Cross Validation

Intro

Every time after we make a model, we have to check if it is functioning properly or not. But testing on the data that was used to build the model is a bad idea. When testing if one performs well, it should be tested on a separate data set which hasn't been used for training which is the reason before doing anything, we separate the whole data into training and testing sets.

Once we build a model, we test it on testing set over and over again until it becomes accurate enough to be used. A problem in this case is this is also a bad practice. Doing this will cause the model to be over-fitting on testing data that when some new data is inserted, it may work poorly.
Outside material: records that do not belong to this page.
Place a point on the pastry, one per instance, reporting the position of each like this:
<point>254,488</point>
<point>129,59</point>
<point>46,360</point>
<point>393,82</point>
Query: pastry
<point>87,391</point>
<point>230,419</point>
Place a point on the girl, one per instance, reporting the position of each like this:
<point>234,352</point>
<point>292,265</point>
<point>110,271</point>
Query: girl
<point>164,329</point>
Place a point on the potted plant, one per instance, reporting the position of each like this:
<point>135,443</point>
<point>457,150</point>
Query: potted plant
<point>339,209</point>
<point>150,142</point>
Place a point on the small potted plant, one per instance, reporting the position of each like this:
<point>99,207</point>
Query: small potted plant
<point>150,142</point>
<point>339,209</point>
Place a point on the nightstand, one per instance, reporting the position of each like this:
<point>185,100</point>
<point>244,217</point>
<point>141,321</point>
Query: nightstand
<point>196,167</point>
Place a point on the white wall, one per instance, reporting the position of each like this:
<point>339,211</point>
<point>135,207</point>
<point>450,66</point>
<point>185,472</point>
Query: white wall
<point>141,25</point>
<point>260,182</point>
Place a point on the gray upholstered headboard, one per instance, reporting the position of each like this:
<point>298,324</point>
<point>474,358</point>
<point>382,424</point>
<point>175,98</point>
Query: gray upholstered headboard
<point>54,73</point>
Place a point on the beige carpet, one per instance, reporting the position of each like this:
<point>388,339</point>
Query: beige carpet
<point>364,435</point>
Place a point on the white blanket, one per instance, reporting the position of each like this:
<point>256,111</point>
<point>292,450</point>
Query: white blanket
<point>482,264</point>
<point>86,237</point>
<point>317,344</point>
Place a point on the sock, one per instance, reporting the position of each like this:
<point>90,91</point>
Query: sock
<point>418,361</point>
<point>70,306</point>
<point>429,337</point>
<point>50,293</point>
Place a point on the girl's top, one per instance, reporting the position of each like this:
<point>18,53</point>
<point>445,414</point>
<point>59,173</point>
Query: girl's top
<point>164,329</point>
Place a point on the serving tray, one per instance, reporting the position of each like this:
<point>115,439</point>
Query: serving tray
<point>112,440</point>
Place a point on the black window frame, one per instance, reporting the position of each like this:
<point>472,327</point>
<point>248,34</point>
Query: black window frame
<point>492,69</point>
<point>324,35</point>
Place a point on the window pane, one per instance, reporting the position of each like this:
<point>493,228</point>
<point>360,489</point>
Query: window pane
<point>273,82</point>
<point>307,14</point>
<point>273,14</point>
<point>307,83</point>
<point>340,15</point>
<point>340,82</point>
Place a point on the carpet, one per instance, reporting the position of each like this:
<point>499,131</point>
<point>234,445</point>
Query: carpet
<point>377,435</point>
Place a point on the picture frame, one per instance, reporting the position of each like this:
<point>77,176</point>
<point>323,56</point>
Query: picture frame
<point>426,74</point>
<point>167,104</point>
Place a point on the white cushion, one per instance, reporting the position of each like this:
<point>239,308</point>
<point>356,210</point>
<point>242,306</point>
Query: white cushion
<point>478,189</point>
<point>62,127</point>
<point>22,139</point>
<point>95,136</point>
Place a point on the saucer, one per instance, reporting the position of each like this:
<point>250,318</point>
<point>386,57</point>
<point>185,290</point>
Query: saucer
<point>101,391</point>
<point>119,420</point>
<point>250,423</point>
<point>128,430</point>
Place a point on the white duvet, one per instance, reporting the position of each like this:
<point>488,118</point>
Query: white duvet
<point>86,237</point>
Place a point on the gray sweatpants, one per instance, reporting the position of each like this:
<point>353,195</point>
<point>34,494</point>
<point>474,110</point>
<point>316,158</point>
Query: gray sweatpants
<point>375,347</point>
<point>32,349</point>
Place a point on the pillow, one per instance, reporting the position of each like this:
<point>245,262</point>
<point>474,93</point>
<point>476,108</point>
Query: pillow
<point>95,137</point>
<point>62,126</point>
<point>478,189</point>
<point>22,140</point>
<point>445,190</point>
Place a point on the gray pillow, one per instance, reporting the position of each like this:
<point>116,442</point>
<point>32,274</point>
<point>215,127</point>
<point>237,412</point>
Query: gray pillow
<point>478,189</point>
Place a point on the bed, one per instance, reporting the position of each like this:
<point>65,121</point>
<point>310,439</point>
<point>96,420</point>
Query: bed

This is a reason that testing set should only be used once throughout the entire training and testing.

cross_validation function(features, x, y, k):

error = []

for k times

validation = one chunk of x
v_label = one chunk of y

training = k-1 chunks of x
t_label = k-1 chunks of y

train and predict model
append error from loss

return the mean of errors

Coding

We can easily do the cross validation with existing library (scikit). But since the idea is simple and implementation is also easy do, let's try implementing it on our own first, and then see how to use the library. Again, we will use linear regression with housing price data.

Import libraries and Load and Prep Data

import numpy as np
import pandas as pd
from sklearn.model_selection import train_test_split
from sklearn.linear_model import LinearRegression
train = pd.read_csv('./data/train.csv')
test = pd.read_csv('./data/test.csv')
X = train
y = train.loc[:, ['SalePrice']]
# set split size to 0.8
X_train, y_train, X_test, y_test = train_test_split(X, y, train_size=0.8)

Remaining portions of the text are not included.